Beschrijving
Nacht
De diepzwarte nacht strekte zich uit over het land. Over de bossen, over de weilanden, de kronkelende rivieren, over het grote meer dat nu een spiegel leek, glinsterend in het schijnsel van de halve maan. De duisternis glooide zachtjes mee met de heuvel waar Schikkelvarken en Gratenzwijn zaten.
‘Mooi hè…’ zuchtte Schikkelvarken.
‘Heel mooi’ zei Gratenzwijn ‘maar wel heel donker en nu de dagen zo kort zijn, zijn de nachten langer…’
‘Maar dat is nu eenmaal zo’ antwoordde Schikkelvarken ‘in de kou krimpen de dingen, ook de dagen… en zo kunnen we de sterren langer zien’ .
Gratenzwijn knikte maar dat kon Schikkelvarken niet zien omdat het te donker was.

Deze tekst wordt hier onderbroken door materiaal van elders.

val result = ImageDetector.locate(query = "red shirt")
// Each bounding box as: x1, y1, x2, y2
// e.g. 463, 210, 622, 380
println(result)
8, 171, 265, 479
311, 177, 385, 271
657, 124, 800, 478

Zwijgend zaten ze naast elkaar en keken naar het land dat onder hen lag en waar ze af en toe de contouren van konden zien, glinsterende lijnen die aangaven waar een weiland ophield en een bos begon.

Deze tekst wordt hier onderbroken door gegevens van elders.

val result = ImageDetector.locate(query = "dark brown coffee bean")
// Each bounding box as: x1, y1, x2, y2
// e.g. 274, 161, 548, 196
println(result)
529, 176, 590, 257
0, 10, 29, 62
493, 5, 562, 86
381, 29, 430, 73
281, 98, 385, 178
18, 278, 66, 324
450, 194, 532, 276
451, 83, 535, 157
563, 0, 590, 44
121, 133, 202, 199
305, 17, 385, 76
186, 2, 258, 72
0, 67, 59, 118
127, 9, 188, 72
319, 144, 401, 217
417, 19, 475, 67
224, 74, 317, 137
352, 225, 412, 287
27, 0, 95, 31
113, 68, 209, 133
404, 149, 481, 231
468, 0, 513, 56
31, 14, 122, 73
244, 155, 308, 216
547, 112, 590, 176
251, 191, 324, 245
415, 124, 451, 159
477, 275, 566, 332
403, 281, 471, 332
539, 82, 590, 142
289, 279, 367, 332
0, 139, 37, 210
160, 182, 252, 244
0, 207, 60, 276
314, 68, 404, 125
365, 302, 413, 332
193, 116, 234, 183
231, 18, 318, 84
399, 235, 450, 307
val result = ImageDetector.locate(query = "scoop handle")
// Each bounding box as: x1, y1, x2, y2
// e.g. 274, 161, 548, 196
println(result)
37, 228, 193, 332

‘Weet je, Gratenzwijn…’ zei Schikkelvarken na een tijdje ‘ soms denk ik weleens dat we helemaal alleen zijn, dat er verder niemand is. Gratenzwijn rilde. Schikkelvarken had zojuist gezegd wat hij al een tijdje af en toe aan dacht, op sombere momenten.
‘Kom eens…’ zei hij en trok Schikkelvarken zachtjes naar zich toe. ‘als het nacht is, lang en zwart… en koud nog bovendien… dan lijk je allener. Maar dat ben je niet, houd mij maar vast, dan houd ik jou vast…’
En zo zaten Schikkelvarken en Gratenzwijn op de top van de heuvel, tegen elkaar aan, wachtend op het licht van de volgende dag.